The festival itself opens at 3 p.m. on Friday, with children’s activities, dancing, workshops and much more. The Friday evening headline concert starts at 8 p.m. and features traditional Irish band Teada. Festivities continue Saturday morning at 10 a.m. Saturday’s headline concert performers include Ireland’s Socks in the Frying Pan at 6 p.m. and California-based Irish folk band Molly’s Revenge at 8 p.m.
Wigginton and Bowen said there will be lots of food options, including traditional Irish food, Greek options, Indian tacos, desserts and more. The event will also feature weapons demonstrations, whiskey tasting, mythology and other workshops, and authentic vendors. “There will be music and entertainment all day, every minute,” said Bowen.
This is the first Celtic Festival since Bowen and Wigginton embarked on a two-week tour of Ireland and Scotland with other folks from all over the world who are also involved in putting on such festivals.

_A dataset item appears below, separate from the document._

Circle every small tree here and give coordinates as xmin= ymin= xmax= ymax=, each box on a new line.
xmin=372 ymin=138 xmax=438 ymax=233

The two said the contacts and connections made on that trip will be invaluable going forward.
“We were able to talk and share both our successes and our problems,” said Bowen. “We found out that they’re pretty similar to the successes and challenges facing everyone everywhere.”
The networking has already helped Arts, Inc., book new bands for next year’s Celtic Festival, said Bowen, who explained one of the biggest challenges with booking entertainment is the need for bands to acquire travel visas to the U.S. “Those visas are expensive,” she said, “but with our new connections we’re able to make use of ‘block booking,’ which means multiple festivals can work together to arrange for groups’ travel to the country and they can do several shows on one trip.”
The two said they were able to attend two huge festivals on their trip as well, which gave them lots of ideas and insider knowledge they can now use for Evanston’s festival.
Bowen and Wigginton shared their enthusiasm with how much the Celtic Festival has grown since its inception. “Our goal when we started was to draw people into town, to make some money for our organization for things like MAT Camp and our other programs, but also to have people staying in hotels and visiting other places.”
Wigginton said last year’s attendance was about 2000 people, and she figures somewhere between 500-800 of those folks are locals. She said she expects attendance to be about the same this year, although Bowen said it tends to vary somewhat depending on the weather.
Wigginton also said they are excited this year because the Wyoming Arts Council and Wyoming Cultural Trust Fund are sending a videographer to make several short videos during the weekend.
“We’re really excited because we’re always trying to get people from around Wyoming to come to [events],” she said.
Bowen said they hope lots of people come check out the Festival, “You have to come see it for yourself to really get the excitement and what it’s about.”